Netbooting NetBSD in Previous

NeXT Computer, Inc. -> Emulation / Virtualization

Title: Netbooting NetBSD in Previous
Post by: cuby on January 08, 2023, 10:58:12 AM
I'm experimenting with alternative OS's for black hardware again, this time NetBSD.

I checked that the NetBSD network boot loader works on real hardware (it has a problem with the mounted NFS root, but is able to mount the FS). Currently, only non-Turbo slabs are supported.

When running in Previous, the NetBSD bootloader is not receiving packets.

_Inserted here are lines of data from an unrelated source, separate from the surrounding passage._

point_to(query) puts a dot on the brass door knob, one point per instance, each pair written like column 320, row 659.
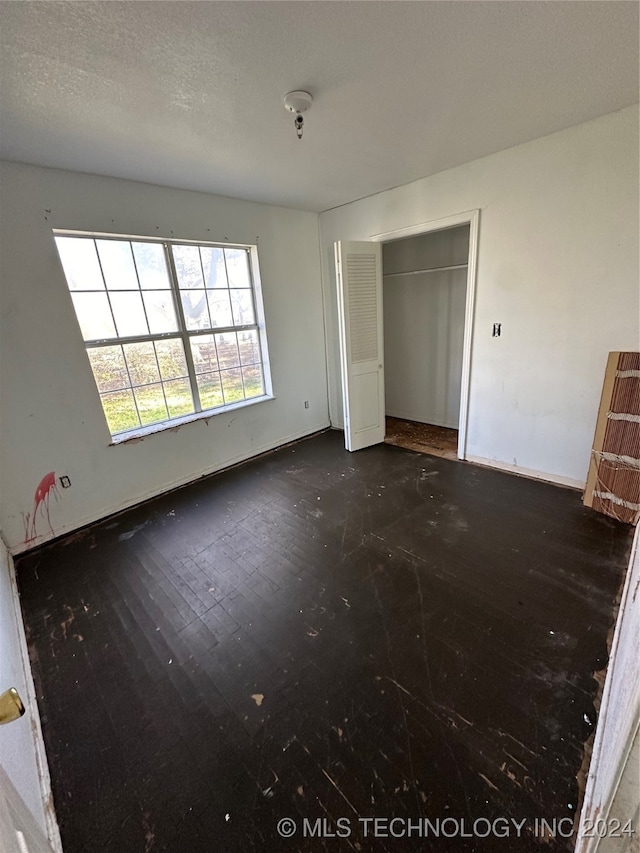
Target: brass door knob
column 11, row 707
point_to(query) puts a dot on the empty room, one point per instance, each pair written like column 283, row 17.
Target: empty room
column 319, row 426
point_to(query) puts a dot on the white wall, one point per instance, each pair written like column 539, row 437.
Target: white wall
column 21, row 746
column 52, row 419
column 424, row 326
column 557, row 266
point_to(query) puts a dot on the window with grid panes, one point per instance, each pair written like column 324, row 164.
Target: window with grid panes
column 172, row 329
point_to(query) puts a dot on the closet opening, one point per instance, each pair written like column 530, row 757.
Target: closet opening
column 426, row 309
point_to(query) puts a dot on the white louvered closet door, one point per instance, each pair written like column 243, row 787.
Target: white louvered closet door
column 359, row 277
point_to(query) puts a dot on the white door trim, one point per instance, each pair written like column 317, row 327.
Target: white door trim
column 471, row 218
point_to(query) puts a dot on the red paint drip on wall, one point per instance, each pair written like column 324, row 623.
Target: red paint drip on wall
column 41, row 500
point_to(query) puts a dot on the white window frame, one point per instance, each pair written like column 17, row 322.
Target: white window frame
column 182, row 332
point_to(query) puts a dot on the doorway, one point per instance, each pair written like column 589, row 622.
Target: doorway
column 424, row 295
column 359, row 281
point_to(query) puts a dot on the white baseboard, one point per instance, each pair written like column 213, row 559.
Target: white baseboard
column 527, row 472
column 105, row 512
column 31, row 706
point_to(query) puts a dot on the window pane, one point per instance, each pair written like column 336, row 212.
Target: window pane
column 215, row 274
column 188, row 268
column 160, row 311
column 94, row 315
column 220, row 308
column 151, row 265
column 249, row 347
column 203, row 351
column 210, row 391
column 151, row 405
column 227, row 346
column 141, row 359
column 109, row 368
column 117, row 264
column 120, row 411
column 179, row 400
column 242, row 307
column 80, row 263
column 232, row 385
column 194, row 305
column 253, row 381
column 237, row 267
column 129, row 313
column 171, row 358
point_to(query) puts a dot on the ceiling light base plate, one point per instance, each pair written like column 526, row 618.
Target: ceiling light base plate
column 298, row 101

When enabling some debugging in Previous, I see that the packets are received by slirp and decoded as DHCP rfc1533_cookie and Previous prepares a reply packet, but this never seems to arrive in the emulation.

When the en_get function in the NetBSD bootloader is executed, Previous complains:

[DMA] Channel Ethernet Receive: Error! DMA not enabled!
[EN] Receiving packet: Error! Receiver overflow (DMA disabled)!

So it seems there's a problem with the DMA behavior?

The NetBSD bootloader ethernet code can be found in this file (http://fxr.watson.org/fxr/source/arch/next68k/stand/boot/en.c?v=NETBSD5#L61,95) (it did not change very much between the versions, none of the versions I tested works and all show a very similar behavior).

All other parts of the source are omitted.